Mekong handicraft villages face labour shortage
Phu Tan Handicraft Village in An Giang Province. Many handicraft villages face a labour shortage as young people leave rural areas to take jobs at industrial parks. — VNS File Photo |
Traditional artisans who rely on the high water season to make handicrafts have been the hardest hit, with many households suspending operations.
The number of households that make fish hooks in Long Xuyen Town, for example, has fallen to fewer than 10 families from several hundred 20 years ago.
Only women are doing the job now, as young people continue to leave for factories and industrial parks.
A handicraft village that made bamboo fish traps in An Phu District faced the same challenge, two years after the Con Coc traditional fish trap village in the district had to suspend operations.
As a result, all of the workers in the two fish trap-making cooperatives lost their jobs.
Nguyen Minh Tri, chairman of the Phuoc Hung Commune Farmers Association, said that more than 70 per cent of young people who earn their living by making fish traps have quit to look for jobs, mainly at industrial complexes in other localities.
Figures reveal that in the high-water season of 2016, over 800 labourers from Vinh Hoi Dong Commune registered to seek jobs in other localities, but the actual figure could be higher, according to Nguyen Van Tung, deputy chairman of Vinh Hoi Dong Commune People’s Committee in An Phu District.
He said that two-thirds of the number of workers aged between 18 and 45 have sought job opportunities far from home.
“Efforts to offer vocational training and preservation of traditional handicrafts have been ineffective,” Tung said.
The traditional handicraft villages specialising in glutinous rice chapatti and hearths for cooking in Phu Tan District now employ mostly older people.
Nguyen Thi A, owner of a hearth at a cooking facility in Phu Tan District’s Phu Tho Commune, said most of her younger workers had sought better jobs at industrial parks.
Cho Moi District in the province has 13 traditional handicraft villages, with a total of 3,500 households and over 7,600 labourers.

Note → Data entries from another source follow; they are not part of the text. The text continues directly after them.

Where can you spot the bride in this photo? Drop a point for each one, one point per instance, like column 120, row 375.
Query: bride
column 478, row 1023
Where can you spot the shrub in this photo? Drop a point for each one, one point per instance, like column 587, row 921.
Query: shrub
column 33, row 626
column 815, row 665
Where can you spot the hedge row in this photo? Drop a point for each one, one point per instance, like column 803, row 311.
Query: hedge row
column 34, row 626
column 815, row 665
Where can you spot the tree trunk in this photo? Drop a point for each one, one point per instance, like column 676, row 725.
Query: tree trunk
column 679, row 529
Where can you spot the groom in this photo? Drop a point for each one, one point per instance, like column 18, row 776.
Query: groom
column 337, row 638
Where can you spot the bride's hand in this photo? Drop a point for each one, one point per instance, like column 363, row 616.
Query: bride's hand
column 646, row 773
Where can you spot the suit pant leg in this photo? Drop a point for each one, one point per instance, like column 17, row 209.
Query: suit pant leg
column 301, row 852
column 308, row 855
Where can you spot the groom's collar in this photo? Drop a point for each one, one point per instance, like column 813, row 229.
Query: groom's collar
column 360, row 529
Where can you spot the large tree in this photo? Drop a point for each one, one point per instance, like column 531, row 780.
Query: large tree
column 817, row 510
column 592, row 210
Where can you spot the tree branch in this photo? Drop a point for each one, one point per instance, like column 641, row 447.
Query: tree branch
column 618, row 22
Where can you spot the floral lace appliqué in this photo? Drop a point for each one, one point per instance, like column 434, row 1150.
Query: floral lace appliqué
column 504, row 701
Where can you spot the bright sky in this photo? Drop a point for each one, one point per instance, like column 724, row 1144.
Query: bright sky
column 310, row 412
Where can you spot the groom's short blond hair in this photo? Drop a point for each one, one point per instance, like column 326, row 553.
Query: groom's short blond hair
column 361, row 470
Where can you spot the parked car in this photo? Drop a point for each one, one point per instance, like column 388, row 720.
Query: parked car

Two-thirds of them earn a living in woodwork and carpentry, according to figures from the Cho Moi District People’s Committee.
“We’ve found it very difficult to attract young labourers to these villages in rural areas,” said Pham Van Duong, head of the Economics and Infrastructure Division of Cho Moi District.
Recruitment efforts
Employment opportunities at industrial parks have also caused challenges to vocational training, labour management and handicraft village development, according to Nguyen Van Hop, deputy head of the Tan Chau Town’s Division of Labour, Invalids and Social Affairs.
Most of the traditional handicraft villages in Tan Chau Town, such as the My A satin weaving village; the Cham Chau Phong brocade-making village, and the Uzu sedge-mat making village, are no longer operating.
The main cause behind the disintegration has been the departure of young residents, Duong said.
To save the villages, he said that authorities must organise vocational courses for workers and create development plans for the handicraft villages.
To attract workers, salaries at the villages must be higher than the pay for workers at industrial parks, he said.
The quality of vocational courses provided to labourers at handicraft villages needs to be improved as well, Duong added.
Vo Thi Lien, director of a centre for stimulating industry and industrial development in the province, said the 28 traditional handicraft villages that still exist in the province face a limited labour force.
The responsibility to attract workers is with the An Giang Department of Industry and Trade, Department of Agriculture and Rural Development, and the Department of Labour, Invalids and Social Affairs, according to Lien.